For the most part the bricks in Bricks Of Camelot are pretty standard. There are some that can’t be destroyed at all, and some that take multiple shots to destroy. The two I thought were kind of interesting were the dirt and fire bricks. A dirt brick can be destroyed like any other brick, and they don’t actually need to be removed in order to finish a level. They also don’t cause the ball to ricochet like most bricks do. Fire bricks are a lot nastier. They must be removed, but if they are left unchecked every so often they will reproduce. If fire bricks get too close to the bottom of the screen they can hamper your movement, because touching them will destroy you.
Of course, what would a good breakout game be without power ups. Bricks Of Camelot has plenty of those to spare. Again there are the typical ones, such as one that allows you to shoot, another that makes your paddle sticky, and yet another that makes your paddle longer. You even have your mandatory evil power ups, like one that speeds up the ball and another that kills you on contact. However, there are also some really interesting power ups. These power ups are ones that activated right away, rather than ones that require you to catch them with your paddle. The first is a torch that when hit launches flaming sticks in several directions. If the sticks land on a block they will burn that block, and if the block only requires a single hit the block will be destroyed. Another power up is an eagle that will scour the room digging up extra treasure for you. You still have to catch the treasure as the eagle drops it, though. Finally comes my favorite power up, the mace and chain. Once you’ve been on a level long enough a spiked ball on a chain will start swinging through the playing area from time to time, and any blocks that are in the way of the ball will be destroyed.

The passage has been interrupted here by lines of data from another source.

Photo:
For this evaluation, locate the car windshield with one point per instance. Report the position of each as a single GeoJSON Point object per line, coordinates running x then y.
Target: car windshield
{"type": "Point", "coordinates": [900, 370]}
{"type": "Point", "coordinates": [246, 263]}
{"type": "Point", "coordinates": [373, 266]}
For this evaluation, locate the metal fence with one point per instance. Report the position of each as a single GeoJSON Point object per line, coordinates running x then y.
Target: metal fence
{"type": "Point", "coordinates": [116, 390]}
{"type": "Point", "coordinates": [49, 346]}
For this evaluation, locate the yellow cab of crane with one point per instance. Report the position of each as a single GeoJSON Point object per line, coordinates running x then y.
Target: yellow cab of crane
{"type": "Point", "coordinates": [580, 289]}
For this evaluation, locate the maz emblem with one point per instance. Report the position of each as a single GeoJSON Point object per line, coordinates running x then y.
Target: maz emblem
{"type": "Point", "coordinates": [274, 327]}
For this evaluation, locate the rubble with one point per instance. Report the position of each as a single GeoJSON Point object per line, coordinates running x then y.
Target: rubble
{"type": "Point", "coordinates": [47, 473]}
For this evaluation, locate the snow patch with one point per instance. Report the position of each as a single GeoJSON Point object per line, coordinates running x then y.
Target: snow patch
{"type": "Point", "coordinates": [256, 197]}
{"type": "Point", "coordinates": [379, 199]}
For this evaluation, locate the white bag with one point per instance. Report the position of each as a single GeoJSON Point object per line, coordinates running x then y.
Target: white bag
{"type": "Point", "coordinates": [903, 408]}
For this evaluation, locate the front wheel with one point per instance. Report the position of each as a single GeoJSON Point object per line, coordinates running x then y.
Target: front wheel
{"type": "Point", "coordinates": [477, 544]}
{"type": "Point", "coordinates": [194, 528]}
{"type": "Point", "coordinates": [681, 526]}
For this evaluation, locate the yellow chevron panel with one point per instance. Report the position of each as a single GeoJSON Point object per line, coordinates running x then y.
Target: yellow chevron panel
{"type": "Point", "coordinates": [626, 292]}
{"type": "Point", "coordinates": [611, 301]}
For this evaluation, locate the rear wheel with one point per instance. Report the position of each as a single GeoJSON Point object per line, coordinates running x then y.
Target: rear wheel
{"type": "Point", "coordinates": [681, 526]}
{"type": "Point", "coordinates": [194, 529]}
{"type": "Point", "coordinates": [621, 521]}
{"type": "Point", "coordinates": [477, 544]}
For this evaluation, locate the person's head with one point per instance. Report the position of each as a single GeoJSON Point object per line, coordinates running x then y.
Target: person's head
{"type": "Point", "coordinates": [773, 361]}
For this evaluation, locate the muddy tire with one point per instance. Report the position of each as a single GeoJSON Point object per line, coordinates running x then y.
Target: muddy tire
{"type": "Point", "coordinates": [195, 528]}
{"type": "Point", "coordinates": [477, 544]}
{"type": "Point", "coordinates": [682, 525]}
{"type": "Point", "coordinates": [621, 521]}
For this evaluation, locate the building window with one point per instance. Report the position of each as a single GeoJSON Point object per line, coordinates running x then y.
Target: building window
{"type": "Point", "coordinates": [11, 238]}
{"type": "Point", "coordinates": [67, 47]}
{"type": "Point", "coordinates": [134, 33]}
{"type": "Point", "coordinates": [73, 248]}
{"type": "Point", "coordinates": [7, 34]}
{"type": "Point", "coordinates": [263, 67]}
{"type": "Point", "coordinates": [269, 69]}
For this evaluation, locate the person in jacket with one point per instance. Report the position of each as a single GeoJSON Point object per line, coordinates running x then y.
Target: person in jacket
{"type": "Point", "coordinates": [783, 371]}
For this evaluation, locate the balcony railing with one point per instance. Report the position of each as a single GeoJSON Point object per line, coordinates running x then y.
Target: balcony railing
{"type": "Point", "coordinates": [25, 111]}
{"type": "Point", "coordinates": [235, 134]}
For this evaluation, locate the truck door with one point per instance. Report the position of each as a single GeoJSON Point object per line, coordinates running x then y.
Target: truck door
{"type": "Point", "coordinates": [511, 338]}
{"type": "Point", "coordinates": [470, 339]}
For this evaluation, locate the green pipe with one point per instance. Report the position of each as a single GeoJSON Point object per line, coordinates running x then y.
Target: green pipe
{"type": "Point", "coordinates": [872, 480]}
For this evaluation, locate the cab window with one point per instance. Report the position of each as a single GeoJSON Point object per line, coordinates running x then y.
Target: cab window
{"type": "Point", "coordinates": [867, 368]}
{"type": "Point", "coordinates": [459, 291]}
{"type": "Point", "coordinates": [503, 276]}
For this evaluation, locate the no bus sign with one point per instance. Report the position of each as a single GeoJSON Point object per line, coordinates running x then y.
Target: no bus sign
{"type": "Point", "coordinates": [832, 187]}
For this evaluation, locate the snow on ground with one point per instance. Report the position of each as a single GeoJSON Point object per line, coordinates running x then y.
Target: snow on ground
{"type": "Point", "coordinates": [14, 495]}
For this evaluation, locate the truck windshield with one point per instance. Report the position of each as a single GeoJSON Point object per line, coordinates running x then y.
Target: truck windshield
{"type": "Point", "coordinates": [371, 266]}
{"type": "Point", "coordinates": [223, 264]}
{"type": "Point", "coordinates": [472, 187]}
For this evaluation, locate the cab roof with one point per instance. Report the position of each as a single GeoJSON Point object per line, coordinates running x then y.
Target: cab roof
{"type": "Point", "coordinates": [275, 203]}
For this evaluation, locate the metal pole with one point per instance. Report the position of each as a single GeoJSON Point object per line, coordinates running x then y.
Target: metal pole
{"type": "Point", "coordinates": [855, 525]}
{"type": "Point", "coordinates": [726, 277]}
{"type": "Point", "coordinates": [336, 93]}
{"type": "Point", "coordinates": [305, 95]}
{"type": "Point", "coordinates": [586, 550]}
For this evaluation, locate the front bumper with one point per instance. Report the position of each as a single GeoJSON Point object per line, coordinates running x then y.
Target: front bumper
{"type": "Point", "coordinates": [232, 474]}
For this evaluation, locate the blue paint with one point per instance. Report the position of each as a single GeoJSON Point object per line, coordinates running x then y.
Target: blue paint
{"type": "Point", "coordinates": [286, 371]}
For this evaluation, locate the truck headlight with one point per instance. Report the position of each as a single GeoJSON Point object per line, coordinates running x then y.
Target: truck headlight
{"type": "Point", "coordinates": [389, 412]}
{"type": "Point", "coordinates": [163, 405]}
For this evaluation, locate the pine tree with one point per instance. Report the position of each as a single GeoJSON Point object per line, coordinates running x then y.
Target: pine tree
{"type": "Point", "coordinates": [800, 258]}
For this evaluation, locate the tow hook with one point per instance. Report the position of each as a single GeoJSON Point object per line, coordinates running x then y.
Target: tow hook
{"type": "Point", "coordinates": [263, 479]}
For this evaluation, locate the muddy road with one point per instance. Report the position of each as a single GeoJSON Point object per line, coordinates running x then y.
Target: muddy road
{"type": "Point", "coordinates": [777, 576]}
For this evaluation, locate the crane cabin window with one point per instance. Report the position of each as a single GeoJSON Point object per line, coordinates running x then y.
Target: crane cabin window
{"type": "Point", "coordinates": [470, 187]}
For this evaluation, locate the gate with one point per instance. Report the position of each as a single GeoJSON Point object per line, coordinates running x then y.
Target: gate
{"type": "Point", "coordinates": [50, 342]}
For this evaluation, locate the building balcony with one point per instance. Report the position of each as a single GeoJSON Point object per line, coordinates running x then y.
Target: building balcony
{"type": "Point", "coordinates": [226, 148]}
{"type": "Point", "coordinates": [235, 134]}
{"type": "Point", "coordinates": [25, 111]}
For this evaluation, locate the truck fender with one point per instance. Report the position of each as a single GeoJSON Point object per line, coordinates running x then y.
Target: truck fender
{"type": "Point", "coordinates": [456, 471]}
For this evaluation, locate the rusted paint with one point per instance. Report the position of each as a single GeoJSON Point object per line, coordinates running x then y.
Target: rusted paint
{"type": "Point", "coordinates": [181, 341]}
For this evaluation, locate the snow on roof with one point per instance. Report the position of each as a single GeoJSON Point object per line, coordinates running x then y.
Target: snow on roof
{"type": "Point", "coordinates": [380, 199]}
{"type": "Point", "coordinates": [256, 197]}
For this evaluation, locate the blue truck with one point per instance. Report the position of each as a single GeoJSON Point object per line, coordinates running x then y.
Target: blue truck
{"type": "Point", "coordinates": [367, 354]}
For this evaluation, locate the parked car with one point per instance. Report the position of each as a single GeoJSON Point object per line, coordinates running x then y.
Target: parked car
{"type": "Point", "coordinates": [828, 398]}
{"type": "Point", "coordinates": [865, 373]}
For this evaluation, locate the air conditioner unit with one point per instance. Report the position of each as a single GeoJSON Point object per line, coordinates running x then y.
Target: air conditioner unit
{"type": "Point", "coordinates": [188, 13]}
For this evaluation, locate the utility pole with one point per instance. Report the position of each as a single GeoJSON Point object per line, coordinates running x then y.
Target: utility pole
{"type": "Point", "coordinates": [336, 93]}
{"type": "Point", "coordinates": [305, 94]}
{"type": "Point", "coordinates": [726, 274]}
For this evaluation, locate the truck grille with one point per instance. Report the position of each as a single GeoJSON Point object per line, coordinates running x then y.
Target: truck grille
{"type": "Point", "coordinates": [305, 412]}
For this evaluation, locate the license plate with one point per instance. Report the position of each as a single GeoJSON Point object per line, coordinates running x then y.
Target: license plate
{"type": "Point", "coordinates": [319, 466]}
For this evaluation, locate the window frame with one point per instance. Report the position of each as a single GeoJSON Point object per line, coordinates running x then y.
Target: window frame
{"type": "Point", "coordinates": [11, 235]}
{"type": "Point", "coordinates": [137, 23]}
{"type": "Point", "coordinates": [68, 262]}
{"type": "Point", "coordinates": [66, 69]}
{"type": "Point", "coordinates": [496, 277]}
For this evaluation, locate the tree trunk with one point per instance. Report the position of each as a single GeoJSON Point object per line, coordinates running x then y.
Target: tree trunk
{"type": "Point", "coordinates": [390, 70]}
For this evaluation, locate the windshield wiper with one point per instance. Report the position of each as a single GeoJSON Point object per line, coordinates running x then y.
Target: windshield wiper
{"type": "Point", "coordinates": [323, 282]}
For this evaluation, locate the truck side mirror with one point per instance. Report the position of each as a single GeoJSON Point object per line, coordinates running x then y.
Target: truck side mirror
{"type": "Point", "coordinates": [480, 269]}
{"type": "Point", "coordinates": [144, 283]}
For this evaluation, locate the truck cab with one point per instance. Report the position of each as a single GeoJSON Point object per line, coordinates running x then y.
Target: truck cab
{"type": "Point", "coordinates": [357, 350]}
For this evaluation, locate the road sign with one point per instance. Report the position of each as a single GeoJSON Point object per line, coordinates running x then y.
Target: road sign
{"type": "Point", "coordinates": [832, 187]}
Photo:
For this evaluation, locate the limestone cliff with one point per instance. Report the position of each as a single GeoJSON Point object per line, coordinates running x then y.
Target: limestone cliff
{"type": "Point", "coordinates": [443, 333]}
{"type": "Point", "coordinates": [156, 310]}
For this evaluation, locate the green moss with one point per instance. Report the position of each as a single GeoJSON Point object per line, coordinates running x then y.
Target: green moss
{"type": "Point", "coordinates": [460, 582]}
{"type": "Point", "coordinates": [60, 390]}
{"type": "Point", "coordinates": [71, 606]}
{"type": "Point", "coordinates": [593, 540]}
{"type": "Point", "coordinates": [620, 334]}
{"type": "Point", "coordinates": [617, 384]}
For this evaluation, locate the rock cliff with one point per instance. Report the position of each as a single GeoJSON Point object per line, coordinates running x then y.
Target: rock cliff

To “win” the game you must beat all the groups in all the level packs, though the way the game plays out there really is no coherent connection between any set of levels and another. The only thing that really links them is the idea of a level “pack”, and within a pack you must complete one group to move on to the next. For those that are actually concerned about points as well, they do quite a bit to accommodate you on that front. There are plenty of treasures to collect as they fall from decimated bricks. Everything from bags of coins to special shields that give you lots of points are at your disposal. There’s also a treasure chest that once opened spills many gems and a sword. Finally you have the eagle which, as mentioned previously, drops gems that it “finds” hidden throughout the level. The eagle lasts until it gets killed (in the case of the green eagle) or the level ends. The game even keeps a tab at the bottom of the screen to let you know where you rank amongst the local scores and how many points you need to beat the next highest one.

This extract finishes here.